Partially Whole Wheat Yogurt Bread

I am determined to eat healthier and lose weight.  Also, I had some leftover plain yogurt.   So here is one of the recipes I have tried yesterday.  It's light, fluffy, and moist.  Even though it was great fresh out of the oven last night, we liked it even better for breakfast, lightly toasted.  Because of its slightly sweet taste, it's good almost plain -- I loved it with just a little bit of orange marmalade.

The original recipe is here.  Here is my modified recipe:

Servings:  25
2 WW PointsPlus per 1/4" slice; not sure about old WW pts

1 1/2 cups plain yogurt
1 1/2 tbsp olive oil
3 tbsp Aunt Jemima Butter Lite Syrup
1 1/2 cups whole wheat bread flour
2 1/4 cups white bread flour
2 tsp salt
3 tsp yeast

Add all ingredients to bread machine -- liquids first, yeast last.  Set on Dough.  When dough is ready, divide into two loaves and place into bread pans, lightly sprayed with non-stick spray.  You can, of course, make one large loaf, but I prefer smaller ones -- less time to bake and diet-friendly small slices. :)

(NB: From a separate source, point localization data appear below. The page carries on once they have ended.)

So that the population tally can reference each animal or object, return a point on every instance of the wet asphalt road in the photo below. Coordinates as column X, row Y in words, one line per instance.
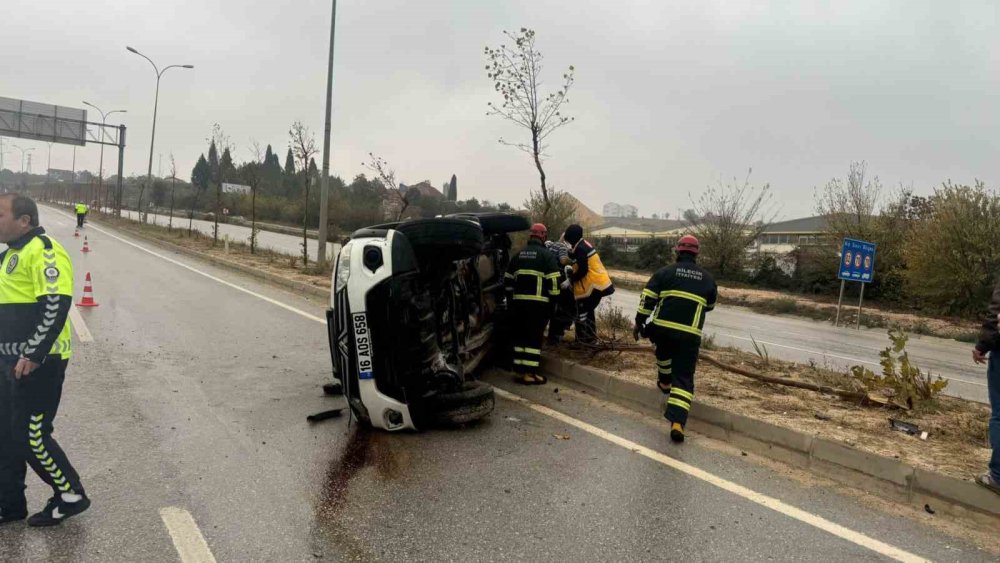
column 194, row 395
column 788, row 338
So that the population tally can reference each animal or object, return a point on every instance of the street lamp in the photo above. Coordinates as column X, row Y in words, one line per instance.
column 100, row 167
column 156, row 102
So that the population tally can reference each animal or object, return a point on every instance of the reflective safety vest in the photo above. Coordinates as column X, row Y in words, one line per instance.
column 589, row 273
column 36, row 292
column 677, row 297
column 533, row 275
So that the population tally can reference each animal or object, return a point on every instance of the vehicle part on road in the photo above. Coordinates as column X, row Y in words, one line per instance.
column 415, row 308
column 325, row 415
column 88, row 294
column 474, row 401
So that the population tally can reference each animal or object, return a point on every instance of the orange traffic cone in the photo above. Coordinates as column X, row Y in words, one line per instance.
column 88, row 294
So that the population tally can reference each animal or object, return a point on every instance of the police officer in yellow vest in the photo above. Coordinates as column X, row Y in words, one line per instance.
column 81, row 213
column 590, row 282
column 677, row 298
column 36, row 294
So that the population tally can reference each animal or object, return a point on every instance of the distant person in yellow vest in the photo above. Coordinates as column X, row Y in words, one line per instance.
column 81, row 214
column 590, row 282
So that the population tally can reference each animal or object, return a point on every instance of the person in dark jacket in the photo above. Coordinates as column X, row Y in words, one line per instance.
column 989, row 345
column 674, row 302
column 589, row 281
column 532, row 281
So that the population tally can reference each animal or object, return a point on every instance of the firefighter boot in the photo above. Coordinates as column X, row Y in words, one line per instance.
column 677, row 432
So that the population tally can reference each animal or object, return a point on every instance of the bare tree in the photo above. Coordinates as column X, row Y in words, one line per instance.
column 516, row 73
column 387, row 177
column 173, row 187
column 252, row 171
column 303, row 144
column 727, row 219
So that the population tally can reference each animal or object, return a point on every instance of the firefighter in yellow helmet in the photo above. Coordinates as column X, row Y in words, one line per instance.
column 590, row 283
column 674, row 302
column 36, row 294
column 532, row 281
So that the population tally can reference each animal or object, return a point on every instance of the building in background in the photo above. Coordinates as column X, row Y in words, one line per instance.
column 620, row 210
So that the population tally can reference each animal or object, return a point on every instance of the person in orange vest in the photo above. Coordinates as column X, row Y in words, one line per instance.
column 677, row 298
column 590, row 283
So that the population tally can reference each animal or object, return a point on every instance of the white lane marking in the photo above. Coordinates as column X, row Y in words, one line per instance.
column 211, row 277
column 829, row 355
column 187, row 538
column 738, row 490
column 76, row 319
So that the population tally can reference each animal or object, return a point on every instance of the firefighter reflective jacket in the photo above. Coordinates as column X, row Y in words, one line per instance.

Let rise for an hour in a warm draft-free area.  It's cool now so I boil some water in the microwave, slide in bread pans, and close the door (leaving the cup with water there, too).  Warm steam helps dough to rise.  It's especially important for whole wheat breads.

Preheat oven to 350 F and bake bread for approximately 30 minutes or until golden brown.  Lightly brush with butter or olive oil if you want soft crust.

The entire process takes less than five minutes but the aroma is heavenly.